Vatican finance chief Cardinal George Pell on Friday claimed he was the victim of a smear campaign after it emerged that Australian police are investigating claims he groomed and abused five to 10 boys during his time as a priest.

"The allegations are without foundation and utterly false," a statement issued by Pell's office in Rome said after Melbourne's Herald Sun newspaper reported that a police taskforce had been investigating him for over a year over allegations that he abused the boys.

The Herald Sun's revelations prompted global abuse survivors' network SNAP to call on Pope Francis to immediately suspend the 74-year-old from his senior role in the Vatican's bureaucracy.

"Over a year, more than a dozen cops and they say they've found five or 10 alleged victims of Pope Francis's top aide," SNAP spokesperson Joelle Casteix said.

"That's pretty credible and serious. For the safety of kids, the pontiff should suspend Pell."

Details of the probe emerged a week before Pell is due to give evidence by video link to an Australian inquiry into abuse by priests in the town of Ballarat, near Melbourne.

The cardinal has been derided for saying he is too ill to make the journey home to testify in person over alleged cover-ups during his time as the head of Australia's Catholic hierarchy.

He has always denied knowing about any abuse in Ballarat. In his statement he attacked the leaking of details of the ongoing investigation to the Herald Sun as malicious and the allegations against him as spurious.
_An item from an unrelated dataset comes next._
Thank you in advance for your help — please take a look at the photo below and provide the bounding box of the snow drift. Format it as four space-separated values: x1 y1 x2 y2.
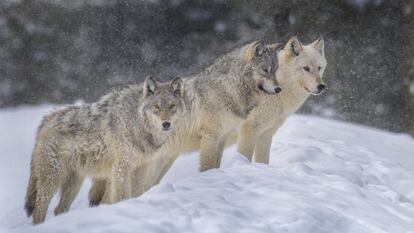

"The timing of these leaks is clearly designed to do maximum damage to the cardinal and the Catholic Church and undermines the work of the Royal Commission (inquiry)," the statement said.

"It is outrageous that these allegations have been brought to the cardinal's attention through a media leak."

Accusing elements in the Victoria police of trying to smear him, Pell called for a public inquiry into the leak.

"These types of unfair attacks diminish the work of those good officers of the police who are diligently working to bring justice to victims," it said.

- 'Denies any wrongdoing' -

The statement said Pell had been exonerated by a previous Australian investigation into false allegations against him, and insisted he would be cleared again.

"The Southwell Report which exonerated Cardinal Pell has been in the public domain since 2002," it said.

"The Victorian police have taken no steps in all of that time to pursue the false allegations made, however the cardinal certainly has no objection to them reviewing the materials that led Justice Southwell to exonerate him. The cardinal is certain that the police will quickly reach the conclusion that the allegations are false.

"The Victorian Police have never sought to interview him in relation to any allegations of child sexual abuse and apart from the false allegations investigated by Justice Southwell, the cardinal knows of no claims or incidents which relate to him. He strongly denies any wrongdoing. If the police wish to question him he will co-operate, as he has with each and every public inquiry."

The new allegations against Pell came into the public domain a day after the pope insisted that any bishop who seeks to protect predatory priests by moving them to a different parish should be obliged to resign.

That statement immediately came under fire from campaigners who say that principle is rarely observed by Church hierarchies around the world.

Francis's credibility on the abuse issue has also been knocked this month by divisions within his own advisory panel on clerical sex abuse.

British abuse survivor Peter Saunders has been asked to step down from the committee amid a dispute over whether it should get involved in individual cases.

Saunders told AFP this month that he felt betrayed by the Argentinian pope and that the creation of the abuse panel had been a PR exercise.